An updated draft guidance says that promotional materials that suggest a biosimilar or reference product is superior “are likely to be false or misleading.” The agency has also warned against making comparisons between biosimilars and those with the interchangeable designation.
The FDA's attempts to level the playing field for biosimilars and reference products continue to be a work in progress.
In draft biosimilar guidance this spring, the FDA chose to focus on what does and does not constitute fair and acceptable promotion for biosimilars.
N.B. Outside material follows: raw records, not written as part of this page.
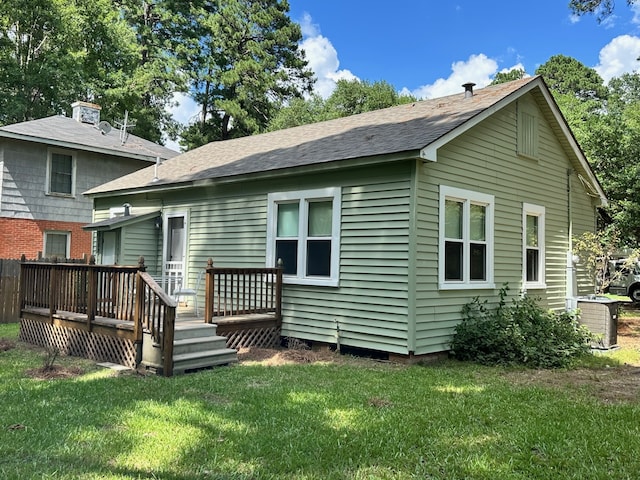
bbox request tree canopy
[0,0,312,148]
[569,0,636,22]
[267,79,416,131]
[536,55,640,245]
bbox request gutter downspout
[565,169,578,311]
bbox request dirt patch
[25,365,84,380]
[238,347,342,366]
[0,338,16,352]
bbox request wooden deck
[20,260,282,376]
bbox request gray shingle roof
[86,77,542,194]
[0,116,178,161]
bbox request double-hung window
[267,188,341,286]
[522,203,546,289]
[47,150,76,196]
[438,185,494,289]
[43,231,71,258]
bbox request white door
[162,214,187,295]
[102,231,118,265]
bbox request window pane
[527,215,538,247]
[470,204,487,241]
[469,243,487,280]
[277,203,299,237]
[49,153,73,195]
[444,242,462,280]
[276,240,298,275]
[44,233,67,258]
[526,248,540,282]
[307,240,331,277]
[444,200,463,238]
[308,201,333,237]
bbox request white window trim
[45,148,76,198]
[266,187,342,287]
[522,203,547,291]
[42,230,71,259]
[438,185,495,290]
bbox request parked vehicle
[608,258,640,302]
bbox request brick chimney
[71,102,102,125]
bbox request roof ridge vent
[462,82,476,98]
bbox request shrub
[451,286,591,368]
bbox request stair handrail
[134,271,178,377]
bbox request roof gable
[0,116,178,162]
[87,77,604,204]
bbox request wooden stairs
[141,320,238,375]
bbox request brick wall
[0,218,91,259]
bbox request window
[439,186,494,289]
[44,232,71,258]
[518,103,538,158]
[522,203,545,288]
[47,150,75,196]
[267,188,341,286]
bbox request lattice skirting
[224,327,280,350]
[20,318,136,368]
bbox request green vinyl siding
[413,97,593,354]
[282,169,411,353]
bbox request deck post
[49,257,58,323]
[275,258,284,324]
[87,255,98,330]
[133,256,147,365]
[204,258,214,323]
[18,253,27,317]
[162,306,176,377]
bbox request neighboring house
[87,77,606,356]
[0,102,178,258]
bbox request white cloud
[594,35,640,83]
[630,3,640,25]
[402,53,502,98]
[300,13,358,98]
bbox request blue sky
[168,0,640,149]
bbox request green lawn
[0,325,640,480]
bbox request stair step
[173,322,217,340]
[173,335,227,356]
[173,348,238,374]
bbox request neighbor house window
[439,186,494,289]
[522,203,545,288]
[47,150,75,196]
[44,232,71,258]
[267,188,341,286]
[518,103,538,158]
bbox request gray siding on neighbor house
[0,139,149,223]
[415,94,594,354]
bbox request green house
[87,77,606,357]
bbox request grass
[0,325,640,480]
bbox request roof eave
[0,130,168,162]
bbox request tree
[181,0,313,148]
[0,0,87,124]
[491,68,526,85]
[268,80,416,131]
[569,0,636,22]
[536,55,607,100]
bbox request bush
[451,286,591,368]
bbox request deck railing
[204,259,282,323]
[20,256,177,376]
[134,271,178,377]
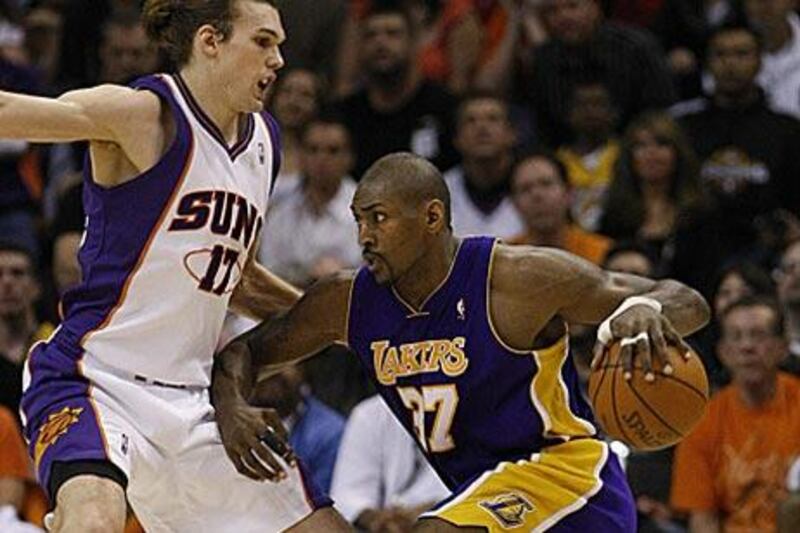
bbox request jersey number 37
[397,384,458,453]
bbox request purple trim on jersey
[549,452,637,533]
[173,74,255,161]
[261,111,283,194]
[53,72,194,359]
[20,343,110,494]
[297,458,333,511]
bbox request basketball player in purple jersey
[0,0,348,533]
[212,154,709,532]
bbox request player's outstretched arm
[0,85,160,142]
[492,247,710,378]
[211,273,353,480]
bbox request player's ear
[194,24,222,56]
[425,200,447,233]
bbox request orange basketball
[589,340,708,450]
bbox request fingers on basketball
[588,333,709,450]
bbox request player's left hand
[217,402,296,481]
[592,305,691,382]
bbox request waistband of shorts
[83,353,207,390]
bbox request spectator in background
[0,243,53,413]
[508,152,611,265]
[269,68,324,189]
[671,297,800,532]
[415,0,509,95]
[600,112,701,274]
[601,241,655,278]
[58,0,140,88]
[444,93,524,237]
[0,406,42,533]
[97,7,158,85]
[250,366,345,493]
[331,396,449,533]
[744,0,800,118]
[775,240,800,375]
[259,117,361,286]
[674,25,800,294]
[556,81,620,231]
[281,0,347,82]
[650,0,742,100]
[525,0,675,147]
[336,6,457,180]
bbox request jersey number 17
[397,384,458,453]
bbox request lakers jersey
[348,237,596,489]
[53,75,279,386]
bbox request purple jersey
[348,237,597,489]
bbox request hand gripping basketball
[217,403,295,481]
[592,296,691,382]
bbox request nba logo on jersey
[480,493,533,528]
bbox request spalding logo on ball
[589,341,708,450]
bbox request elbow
[689,288,711,329]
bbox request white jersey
[55,75,280,386]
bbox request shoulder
[304,270,356,305]
[417,80,456,104]
[600,22,658,50]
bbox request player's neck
[394,232,460,309]
[180,66,241,145]
[738,374,778,409]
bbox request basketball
[589,340,708,450]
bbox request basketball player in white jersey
[0,0,354,533]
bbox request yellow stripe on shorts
[422,439,609,532]
[531,335,597,438]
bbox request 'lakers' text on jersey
[54,75,279,386]
[348,237,596,489]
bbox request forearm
[211,336,255,408]
[475,13,521,94]
[0,91,104,142]
[641,280,711,337]
[0,477,25,511]
[230,261,302,320]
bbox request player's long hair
[142,0,275,68]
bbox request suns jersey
[54,75,279,386]
[347,237,596,489]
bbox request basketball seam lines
[611,362,633,442]
[592,356,610,408]
[627,382,683,437]
[592,363,708,401]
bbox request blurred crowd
[0,0,800,532]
The drug-approving body has stated in the past that biosimilar- and reference-product companies trying to one-up one another by implying, without justification, that their products are superior in some way has been a problem.
For example, in 2021 the FDA slapped Amgen on the wrist for promotions suggesting that use of the company’s Onpro auto injector device for administration of Neulasta (pegfilgrastim) resulted in a substantially lower risk of febrile neutropenia versus use of a prefilled syringe, which was standard for a competing biosimilar product.
The FDA said there were so many limitations to the underlying comparison study that the superiority claim had no merit.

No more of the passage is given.